The Add Binding Protein dialog allows you to define binding proteins and binding sites for your experiment. To create a new binding protein, type in a name in the Binding Protein Label field and choose a binding site type from the available options:

•      Unknown – QSeq will use the whole genome for finding peaks and will not report binding site locations within peaks.

•      Transcription Factor Database – Choosing this option allows you to select a binding site pattern from DNASTAR’s transcription factor database. Select the organism and the name of the binding site and transcription factor from the respective drop-down menus. If you have already entered a label for the binding protein, QSeq will automatically select the transcription factor from the list that matches this name when possible. Likewise, if you make a selection in the transcription factor drop-down before filling in the transcription factor name, QSeq will fill in the transcription factor name to match your selection. The Sequence field shows the IUPAC nucleic acid codes for the selected pattern. You may wish to click on the Summary info link for more information about the currently selected pattern.

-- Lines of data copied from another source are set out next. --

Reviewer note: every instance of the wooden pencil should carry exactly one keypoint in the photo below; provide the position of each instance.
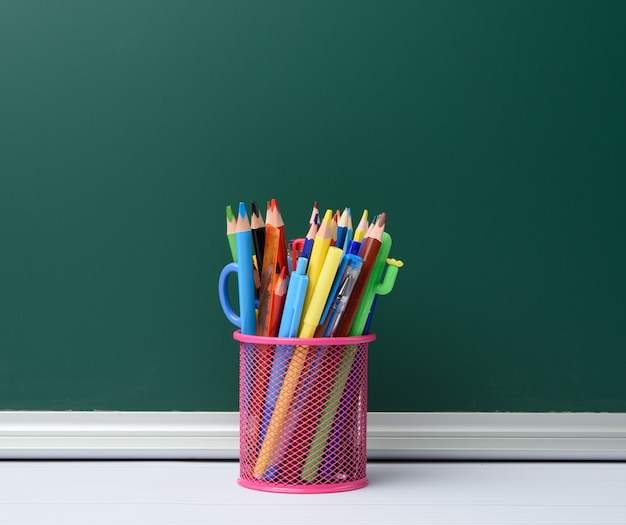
(369, 250)
(257, 224)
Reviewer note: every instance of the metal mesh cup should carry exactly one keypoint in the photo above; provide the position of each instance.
(303, 413)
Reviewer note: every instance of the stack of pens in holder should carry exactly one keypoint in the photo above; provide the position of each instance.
(305, 308)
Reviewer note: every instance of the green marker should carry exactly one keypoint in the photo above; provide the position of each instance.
(374, 286)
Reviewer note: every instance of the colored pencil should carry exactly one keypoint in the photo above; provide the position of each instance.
(361, 227)
(257, 225)
(231, 229)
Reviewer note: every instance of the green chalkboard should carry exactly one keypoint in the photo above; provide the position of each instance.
(493, 133)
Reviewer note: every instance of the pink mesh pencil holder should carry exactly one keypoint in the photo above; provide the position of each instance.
(303, 413)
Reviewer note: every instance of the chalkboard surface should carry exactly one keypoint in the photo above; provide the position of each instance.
(493, 133)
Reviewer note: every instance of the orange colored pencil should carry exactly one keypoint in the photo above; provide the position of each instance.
(278, 302)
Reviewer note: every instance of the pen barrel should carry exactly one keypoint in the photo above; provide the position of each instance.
(370, 252)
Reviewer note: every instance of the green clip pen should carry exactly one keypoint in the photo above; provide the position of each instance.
(375, 286)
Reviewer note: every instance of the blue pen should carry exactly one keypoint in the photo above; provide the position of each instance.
(342, 293)
(289, 324)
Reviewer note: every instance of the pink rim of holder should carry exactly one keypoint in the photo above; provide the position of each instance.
(310, 440)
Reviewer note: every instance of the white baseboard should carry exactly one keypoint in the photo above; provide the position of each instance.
(391, 435)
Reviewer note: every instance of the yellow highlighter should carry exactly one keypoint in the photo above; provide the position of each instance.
(318, 255)
(311, 317)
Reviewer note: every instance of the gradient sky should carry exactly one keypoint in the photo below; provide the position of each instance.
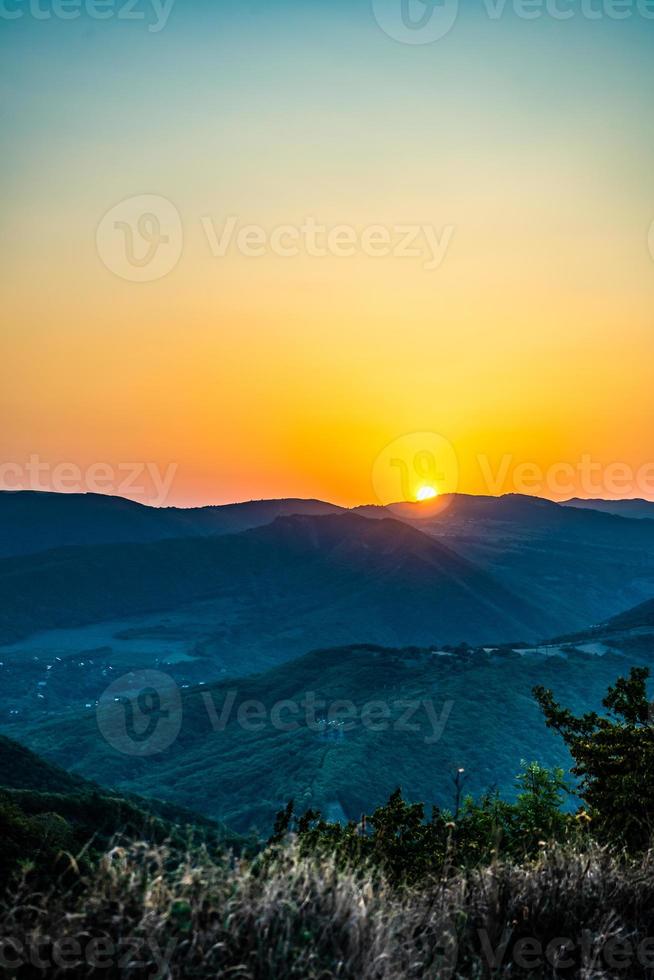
(533, 341)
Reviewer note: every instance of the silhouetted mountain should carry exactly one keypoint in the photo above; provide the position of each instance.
(348, 578)
(47, 814)
(622, 508)
(432, 712)
(641, 617)
(583, 566)
(32, 521)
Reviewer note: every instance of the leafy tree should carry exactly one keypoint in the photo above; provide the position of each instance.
(614, 758)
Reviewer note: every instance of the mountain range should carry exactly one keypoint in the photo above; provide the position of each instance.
(452, 602)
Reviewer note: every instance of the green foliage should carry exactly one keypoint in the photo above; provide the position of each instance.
(614, 759)
(397, 839)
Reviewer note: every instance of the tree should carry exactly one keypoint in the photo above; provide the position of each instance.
(614, 758)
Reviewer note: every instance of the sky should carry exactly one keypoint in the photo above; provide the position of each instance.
(292, 248)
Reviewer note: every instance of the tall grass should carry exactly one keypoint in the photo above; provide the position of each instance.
(146, 913)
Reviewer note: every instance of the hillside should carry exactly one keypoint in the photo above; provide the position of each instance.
(481, 717)
(46, 813)
(636, 508)
(33, 521)
(344, 577)
(583, 566)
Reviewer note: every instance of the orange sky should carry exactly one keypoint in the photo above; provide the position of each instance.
(531, 342)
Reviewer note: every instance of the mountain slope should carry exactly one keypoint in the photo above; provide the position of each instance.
(298, 731)
(350, 578)
(582, 565)
(636, 508)
(33, 521)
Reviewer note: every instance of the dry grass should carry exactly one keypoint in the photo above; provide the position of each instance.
(145, 914)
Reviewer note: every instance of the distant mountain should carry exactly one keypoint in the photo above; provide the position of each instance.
(32, 521)
(641, 617)
(636, 508)
(429, 712)
(583, 566)
(338, 578)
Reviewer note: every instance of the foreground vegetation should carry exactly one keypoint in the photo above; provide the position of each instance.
(568, 913)
(491, 889)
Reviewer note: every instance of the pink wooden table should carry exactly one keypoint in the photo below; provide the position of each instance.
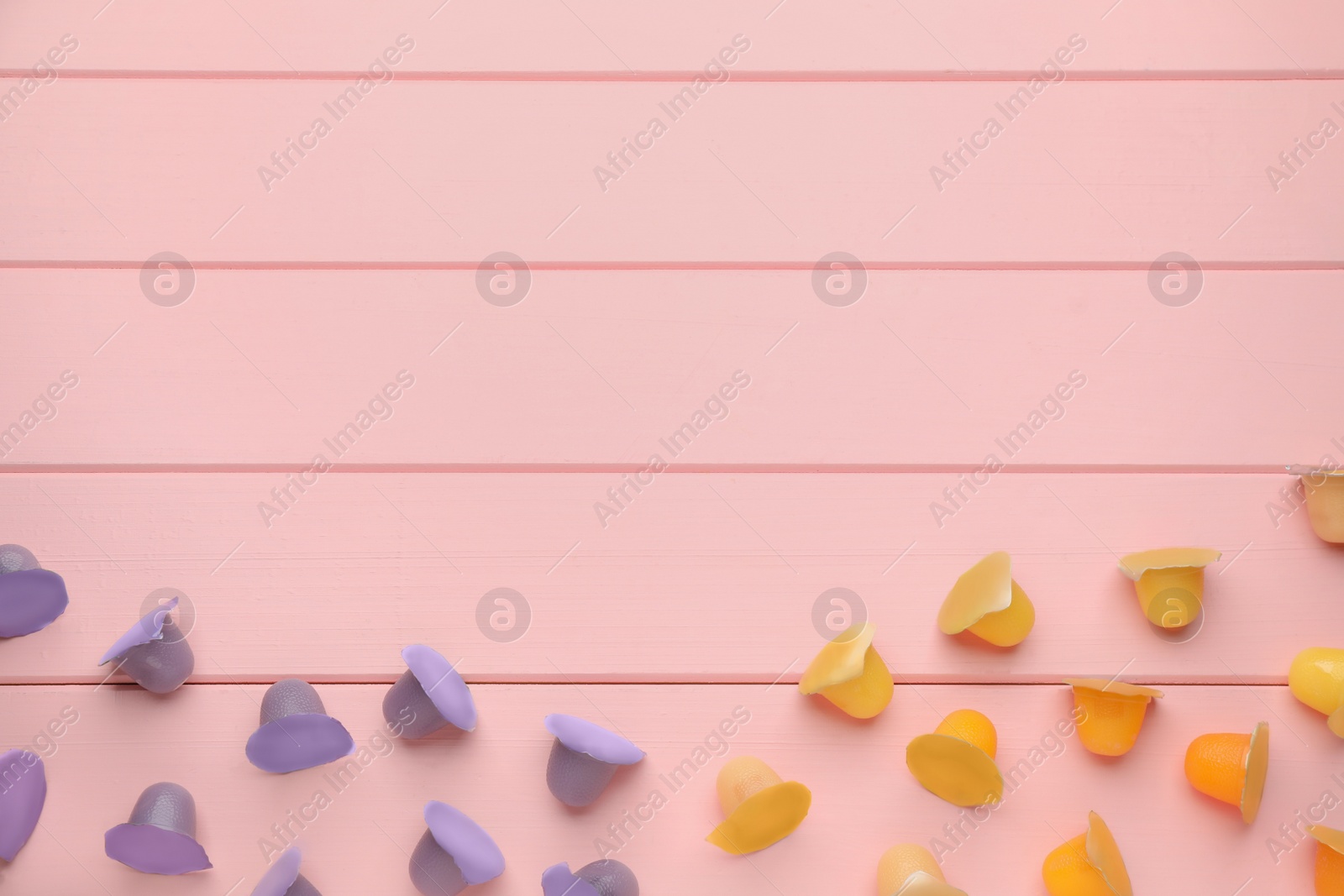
(331, 432)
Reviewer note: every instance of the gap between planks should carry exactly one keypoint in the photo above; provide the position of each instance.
(685, 76)
(600, 266)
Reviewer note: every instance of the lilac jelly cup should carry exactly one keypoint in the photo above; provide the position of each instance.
(454, 853)
(31, 598)
(604, 878)
(296, 732)
(24, 792)
(282, 879)
(584, 759)
(428, 696)
(160, 839)
(155, 652)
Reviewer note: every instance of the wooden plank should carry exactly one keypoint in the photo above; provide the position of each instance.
(362, 564)
(927, 369)
(358, 842)
(1081, 174)
(601, 36)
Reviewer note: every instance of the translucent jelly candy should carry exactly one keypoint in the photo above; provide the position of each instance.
(454, 853)
(296, 732)
(282, 878)
(155, 652)
(1112, 712)
(1316, 678)
(1169, 584)
(909, 869)
(1324, 490)
(24, 793)
(1088, 866)
(850, 673)
(1330, 860)
(958, 761)
(160, 839)
(1231, 768)
(429, 696)
(990, 604)
(31, 598)
(584, 759)
(604, 878)
(761, 808)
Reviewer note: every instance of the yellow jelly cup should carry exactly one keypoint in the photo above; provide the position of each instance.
(1088, 866)
(958, 761)
(761, 809)
(987, 602)
(1330, 860)
(909, 869)
(850, 673)
(1109, 714)
(1324, 490)
(1231, 768)
(1169, 584)
(1316, 678)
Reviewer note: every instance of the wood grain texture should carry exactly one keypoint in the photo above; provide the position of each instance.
(864, 797)
(362, 564)
(927, 369)
(1110, 174)
(602, 36)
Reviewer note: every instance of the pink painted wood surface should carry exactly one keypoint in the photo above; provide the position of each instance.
(601, 36)
(705, 593)
(363, 564)
(927, 369)
(1099, 172)
(864, 797)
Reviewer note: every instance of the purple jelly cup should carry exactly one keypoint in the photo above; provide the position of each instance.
(154, 652)
(296, 732)
(454, 855)
(160, 839)
(584, 759)
(282, 879)
(31, 598)
(604, 878)
(24, 792)
(429, 696)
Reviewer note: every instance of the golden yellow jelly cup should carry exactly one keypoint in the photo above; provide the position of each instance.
(990, 604)
(850, 673)
(1330, 860)
(1110, 714)
(761, 808)
(909, 869)
(1231, 768)
(1169, 584)
(1324, 490)
(1088, 866)
(1316, 678)
(958, 761)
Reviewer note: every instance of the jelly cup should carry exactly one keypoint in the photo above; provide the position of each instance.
(990, 604)
(958, 761)
(1110, 714)
(1231, 768)
(759, 808)
(850, 673)
(1169, 584)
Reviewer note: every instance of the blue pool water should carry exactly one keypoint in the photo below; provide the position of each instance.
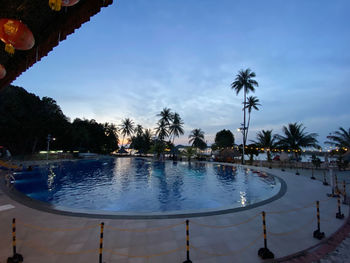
(141, 185)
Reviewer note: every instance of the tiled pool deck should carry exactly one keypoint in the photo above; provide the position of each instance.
(47, 237)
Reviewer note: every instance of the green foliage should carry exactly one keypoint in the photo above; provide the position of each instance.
(26, 120)
(265, 139)
(142, 141)
(197, 139)
(316, 161)
(223, 139)
(295, 137)
(340, 138)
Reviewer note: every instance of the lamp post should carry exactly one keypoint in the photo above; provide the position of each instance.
(243, 129)
(49, 138)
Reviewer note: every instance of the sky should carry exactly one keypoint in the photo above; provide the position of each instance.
(138, 56)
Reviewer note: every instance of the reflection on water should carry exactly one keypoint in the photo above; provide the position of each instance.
(142, 185)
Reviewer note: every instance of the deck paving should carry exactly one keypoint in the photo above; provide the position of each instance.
(47, 237)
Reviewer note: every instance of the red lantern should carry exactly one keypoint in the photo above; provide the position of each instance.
(2, 72)
(56, 4)
(69, 2)
(15, 35)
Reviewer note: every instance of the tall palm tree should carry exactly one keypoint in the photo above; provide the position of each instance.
(126, 128)
(139, 130)
(265, 139)
(252, 103)
(340, 138)
(197, 139)
(296, 138)
(162, 130)
(244, 80)
(176, 126)
(166, 115)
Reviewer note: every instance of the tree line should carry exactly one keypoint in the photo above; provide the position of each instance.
(26, 121)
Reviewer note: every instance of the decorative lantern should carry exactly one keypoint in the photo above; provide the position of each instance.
(2, 72)
(15, 35)
(56, 4)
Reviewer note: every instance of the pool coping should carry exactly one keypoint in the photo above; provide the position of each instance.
(45, 207)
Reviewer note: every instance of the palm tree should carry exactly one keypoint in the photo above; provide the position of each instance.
(340, 138)
(162, 129)
(265, 139)
(252, 103)
(166, 116)
(197, 139)
(139, 130)
(296, 138)
(126, 128)
(176, 127)
(244, 80)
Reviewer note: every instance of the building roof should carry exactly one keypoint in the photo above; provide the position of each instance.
(48, 27)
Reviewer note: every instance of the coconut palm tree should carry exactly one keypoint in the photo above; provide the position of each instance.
(252, 103)
(296, 138)
(139, 130)
(126, 128)
(166, 116)
(197, 139)
(265, 139)
(162, 129)
(176, 126)
(340, 138)
(244, 80)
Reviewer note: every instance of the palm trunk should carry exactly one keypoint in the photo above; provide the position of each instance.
(245, 98)
(246, 135)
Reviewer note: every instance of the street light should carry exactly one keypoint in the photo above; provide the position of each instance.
(49, 138)
(242, 129)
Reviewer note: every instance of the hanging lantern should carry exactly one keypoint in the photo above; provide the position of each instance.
(15, 35)
(57, 4)
(2, 72)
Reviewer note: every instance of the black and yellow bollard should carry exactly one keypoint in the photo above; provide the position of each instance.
(337, 192)
(187, 243)
(16, 258)
(344, 193)
(339, 215)
(264, 252)
(312, 174)
(101, 242)
(317, 233)
(324, 178)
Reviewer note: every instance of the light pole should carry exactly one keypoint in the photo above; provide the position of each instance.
(49, 138)
(243, 129)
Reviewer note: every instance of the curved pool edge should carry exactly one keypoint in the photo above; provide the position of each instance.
(45, 207)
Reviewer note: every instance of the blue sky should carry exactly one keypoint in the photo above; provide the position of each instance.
(138, 56)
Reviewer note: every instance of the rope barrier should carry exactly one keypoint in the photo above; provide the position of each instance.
(227, 226)
(299, 208)
(48, 229)
(35, 245)
(229, 253)
(292, 231)
(144, 229)
(144, 256)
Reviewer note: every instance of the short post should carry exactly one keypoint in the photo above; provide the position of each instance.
(339, 215)
(312, 174)
(16, 257)
(187, 243)
(317, 233)
(344, 194)
(101, 242)
(324, 178)
(264, 252)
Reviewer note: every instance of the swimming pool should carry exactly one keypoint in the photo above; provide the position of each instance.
(139, 185)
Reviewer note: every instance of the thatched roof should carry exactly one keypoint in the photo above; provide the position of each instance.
(48, 27)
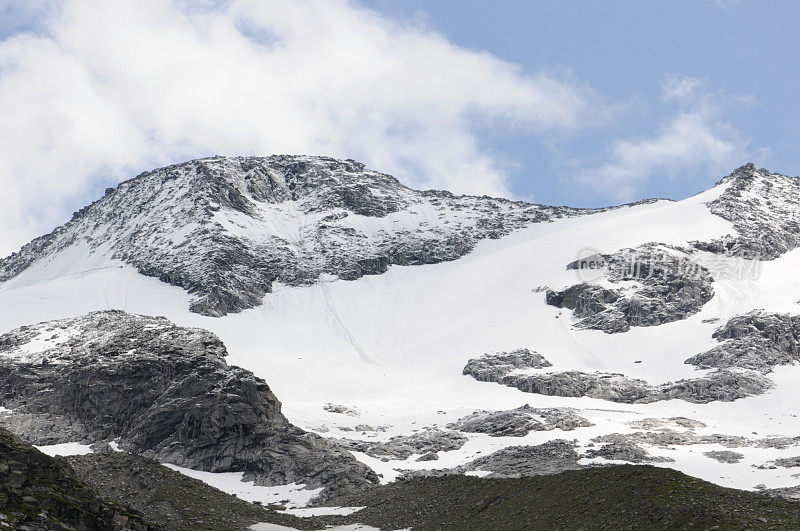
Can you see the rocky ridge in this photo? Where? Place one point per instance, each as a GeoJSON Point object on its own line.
{"type": "Point", "coordinates": [667, 286]}
{"type": "Point", "coordinates": [227, 229]}
{"type": "Point", "coordinates": [162, 391]}
{"type": "Point", "coordinates": [670, 283]}
{"type": "Point", "coordinates": [38, 492]}
{"type": "Point", "coordinates": [757, 341]}
{"type": "Point", "coordinates": [520, 421]}
{"type": "Point", "coordinates": [723, 384]}
{"type": "Point", "coordinates": [764, 210]}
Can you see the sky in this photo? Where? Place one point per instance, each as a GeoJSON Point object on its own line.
{"type": "Point", "coordinates": [580, 103]}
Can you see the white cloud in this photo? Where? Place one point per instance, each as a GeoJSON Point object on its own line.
{"type": "Point", "coordinates": [108, 88]}
{"type": "Point", "coordinates": [694, 140]}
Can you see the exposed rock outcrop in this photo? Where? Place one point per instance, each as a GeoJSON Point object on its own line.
{"type": "Point", "coordinates": [520, 421]}
{"type": "Point", "coordinates": [489, 367]}
{"type": "Point", "coordinates": [623, 449]}
{"type": "Point", "coordinates": [764, 210]}
{"type": "Point", "coordinates": [165, 392]}
{"type": "Point", "coordinates": [757, 341]}
{"type": "Point", "coordinates": [724, 456]}
{"type": "Point", "coordinates": [668, 286]}
{"type": "Point", "coordinates": [424, 442]}
{"type": "Point", "coordinates": [515, 461]}
{"type": "Point", "coordinates": [38, 492]}
{"type": "Point", "coordinates": [724, 385]}
{"type": "Point", "coordinates": [225, 229]}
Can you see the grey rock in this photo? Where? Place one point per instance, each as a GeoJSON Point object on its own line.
{"type": "Point", "coordinates": [757, 341]}
{"type": "Point", "coordinates": [404, 446]}
{"type": "Point", "coordinates": [724, 456]}
{"type": "Point", "coordinates": [623, 449]}
{"type": "Point", "coordinates": [164, 392]}
{"type": "Point", "coordinates": [724, 385]}
{"type": "Point", "coordinates": [520, 421]}
{"type": "Point", "coordinates": [669, 286]}
{"type": "Point", "coordinates": [489, 367]}
{"type": "Point", "coordinates": [669, 437]}
{"type": "Point", "coordinates": [181, 224]}
{"type": "Point", "coordinates": [514, 461]}
{"type": "Point", "coordinates": [660, 423]}
{"type": "Point", "coordinates": [39, 492]}
{"type": "Point", "coordinates": [789, 493]}
{"type": "Point", "coordinates": [788, 462]}
{"type": "Point", "coordinates": [763, 209]}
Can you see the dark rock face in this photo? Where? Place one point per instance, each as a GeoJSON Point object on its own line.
{"type": "Point", "coordinates": [764, 210]}
{"type": "Point", "coordinates": [757, 341]}
{"type": "Point", "coordinates": [38, 492]}
{"type": "Point", "coordinates": [489, 367]}
{"type": "Point", "coordinates": [164, 392]}
{"type": "Point", "coordinates": [521, 421]}
{"type": "Point", "coordinates": [168, 498]}
{"type": "Point", "coordinates": [426, 442]}
{"type": "Point", "coordinates": [515, 461]}
{"type": "Point", "coordinates": [669, 287]}
{"type": "Point", "coordinates": [724, 385]}
{"type": "Point", "coordinates": [225, 229]}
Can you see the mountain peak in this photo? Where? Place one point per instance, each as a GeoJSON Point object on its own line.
{"type": "Point", "coordinates": [226, 228]}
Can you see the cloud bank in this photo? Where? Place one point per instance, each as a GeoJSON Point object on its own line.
{"type": "Point", "coordinates": [103, 89]}
{"type": "Point", "coordinates": [694, 140]}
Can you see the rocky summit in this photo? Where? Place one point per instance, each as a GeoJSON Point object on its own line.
{"type": "Point", "coordinates": [417, 340]}
{"type": "Point", "coordinates": [227, 229]}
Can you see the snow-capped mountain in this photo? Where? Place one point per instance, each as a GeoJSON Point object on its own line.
{"type": "Point", "coordinates": [226, 229]}
{"type": "Point", "coordinates": [426, 332]}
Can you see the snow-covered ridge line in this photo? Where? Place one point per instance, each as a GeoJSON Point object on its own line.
{"type": "Point", "coordinates": [225, 229]}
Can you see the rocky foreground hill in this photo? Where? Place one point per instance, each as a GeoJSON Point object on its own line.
{"type": "Point", "coordinates": [38, 492]}
{"type": "Point", "coordinates": [162, 391]}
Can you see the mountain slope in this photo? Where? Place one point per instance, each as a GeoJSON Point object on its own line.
{"type": "Point", "coordinates": [39, 492]}
{"type": "Point", "coordinates": [162, 391]}
{"type": "Point", "coordinates": [226, 229]}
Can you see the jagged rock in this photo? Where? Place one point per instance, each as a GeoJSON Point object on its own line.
{"type": "Point", "coordinates": [654, 423]}
{"type": "Point", "coordinates": [724, 456]}
{"type": "Point", "coordinates": [788, 493]}
{"type": "Point", "coordinates": [514, 461]}
{"type": "Point", "coordinates": [757, 341]}
{"type": "Point", "coordinates": [520, 421]}
{"type": "Point", "coordinates": [669, 286]}
{"type": "Point", "coordinates": [489, 367]}
{"type": "Point", "coordinates": [788, 462]}
{"type": "Point", "coordinates": [623, 449]}
{"type": "Point", "coordinates": [165, 392]}
{"type": "Point", "coordinates": [225, 229]}
{"type": "Point", "coordinates": [340, 409]}
{"type": "Point", "coordinates": [38, 492]}
{"type": "Point", "coordinates": [404, 446]}
{"type": "Point", "coordinates": [668, 437]}
{"type": "Point", "coordinates": [763, 209]}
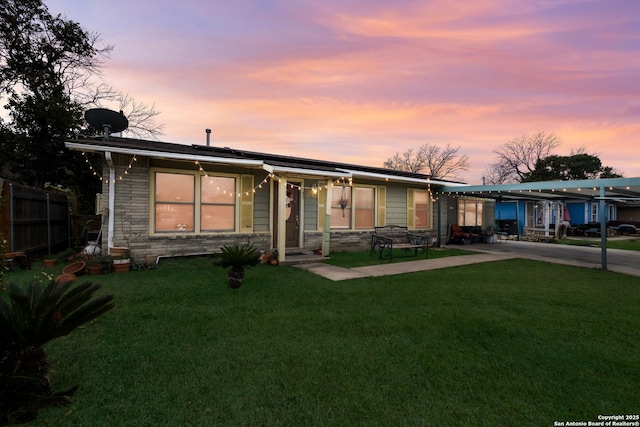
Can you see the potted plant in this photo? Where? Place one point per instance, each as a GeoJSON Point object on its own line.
{"type": "Point", "coordinates": [121, 264]}
{"type": "Point", "coordinates": [238, 258]}
{"type": "Point", "coordinates": [49, 262]}
{"type": "Point", "coordinates": [98, 264]}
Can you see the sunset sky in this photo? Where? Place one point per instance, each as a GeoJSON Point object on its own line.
{"type": "Point", "coordinates": [357, 81]}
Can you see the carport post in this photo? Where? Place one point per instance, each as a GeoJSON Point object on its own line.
{"type": "Point", "coordinates": [603, 229]}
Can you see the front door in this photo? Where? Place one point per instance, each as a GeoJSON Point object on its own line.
{"type": "Point", "coordinates": [292, 234]}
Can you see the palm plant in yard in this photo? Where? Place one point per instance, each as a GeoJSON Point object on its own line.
{"type": "Point", "coordinates": [31, 318]}
{"type": "Point", "coordinates": [237, 257]}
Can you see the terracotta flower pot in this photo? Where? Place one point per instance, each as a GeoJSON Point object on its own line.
{"type": "Point", "coordinates": [119, 251]}
{"type": "Point", "coordinates": [94, 269]}
{"type": "Point", "coordinates": [121, 266]}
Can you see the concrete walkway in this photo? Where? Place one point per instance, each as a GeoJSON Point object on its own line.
{"type": "Point", "coordinates": [334, 273]}
{"type": "Point", "coordinates": [626, 262]}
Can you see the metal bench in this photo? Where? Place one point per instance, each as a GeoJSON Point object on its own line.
{"type": "Point", "coordinates": [389, 237]}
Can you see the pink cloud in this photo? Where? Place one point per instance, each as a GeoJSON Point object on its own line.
{"type": "Point", "coordinates": [361, 80]}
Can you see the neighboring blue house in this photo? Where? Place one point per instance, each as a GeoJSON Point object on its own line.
{"type": "Point", "coordinates": [532, 213]}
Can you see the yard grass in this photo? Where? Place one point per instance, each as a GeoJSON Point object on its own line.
{"type": "Point", "coordinates": [515, 342]}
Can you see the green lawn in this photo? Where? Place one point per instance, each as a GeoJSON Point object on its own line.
{"type": "Point", "coordinates": [516, 342]}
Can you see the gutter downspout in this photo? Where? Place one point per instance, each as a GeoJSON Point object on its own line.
{"type": "Point", "coordinates": [112, 199]}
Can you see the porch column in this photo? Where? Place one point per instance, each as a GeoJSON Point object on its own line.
{"type": "Point", "coordinates": [326, 232]}
{"type": "Point", "coordinates": [282, 211]}
{"type": "Point", "coordinates": [603, 229]}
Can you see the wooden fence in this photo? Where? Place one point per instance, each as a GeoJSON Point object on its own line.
{"type": "Point", "coordinates": [34, 220]}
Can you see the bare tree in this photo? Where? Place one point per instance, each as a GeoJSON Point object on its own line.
{"type": "Point", "coordinates": [518, 157]}
{"type": "Point", "coordinates": [429, 158]}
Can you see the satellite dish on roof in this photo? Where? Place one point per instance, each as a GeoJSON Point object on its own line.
{"type": "Point", "coordinates": [106, 120]}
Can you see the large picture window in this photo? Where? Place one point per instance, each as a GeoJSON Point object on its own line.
{"type": "Point", "coordinates": [470, 212]}
{"type": "Point", "coordinates": [218, 203]}
{"type": "Point", "coordinates": [174, 202]}
{"type": "Point", "coordinates": [194, 203]}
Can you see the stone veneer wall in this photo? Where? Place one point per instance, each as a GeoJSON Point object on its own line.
{"type": "Point", "coordinates": [131, 227]}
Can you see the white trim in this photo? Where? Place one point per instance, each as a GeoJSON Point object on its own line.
{"type": "Point", "coordinates": [309, 172]}
{"type": "Point", "coordinates": [423, 181]}
{"type": "Point", "coordinates": [163, 154]}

•      Type-in Pattern – Choose this option if you prefer to specify your own binding site pattern for your binding protein. QSeq recognizes IUPAC nucleic acid and regular expression syntax for these patterns. A key to the syntax is provided within the dialog.

•      Position Weight Matrix – If this binding site type is selected, QSeq will use a position weight matrix to locate binding sites. Select Use JASPAR position weight matrix then choose the species and factor names from the drop-down menus to use one of the matrices that is shipped with ArrayStar. Or select Load position weight matrix from file and then Select Matrix file to browse to and load a custom matrix file.

QSeq will calculate the log-odds for each sequence given the selected matrix. The score for a single character at a particular position in the matrix is equal to the log₂ of the likelihood of seeing that character at that position in the data used to generate the matrix divided by the background likelihood of seeing that character at that position.

For example, if the matrix is derived from 80 sequences and in 70 of those sequences there is an “A” in position 1, the log odds score of seeing the character “A” in position 1 is log₂((70/80)/(20/80)) = 1.80. If a “C” occurs 1 time in position 1 of the training sequences, the log odds score of seeing the character “C” in position 1 is log₂((1/80)/(20/80)) = -4.32. To get the log odds score for the whole sequence, QSeq sums the log odds scores of each character in the sequence.

A sequence is considered to "match" the matrix if its score is greater than or equal to the specified Threshold. By default, the threshold value is half of the average of the log-odds scores of sequences that were used to train the pattern. You can increase the threshold for more stringency or decrease it for more matches.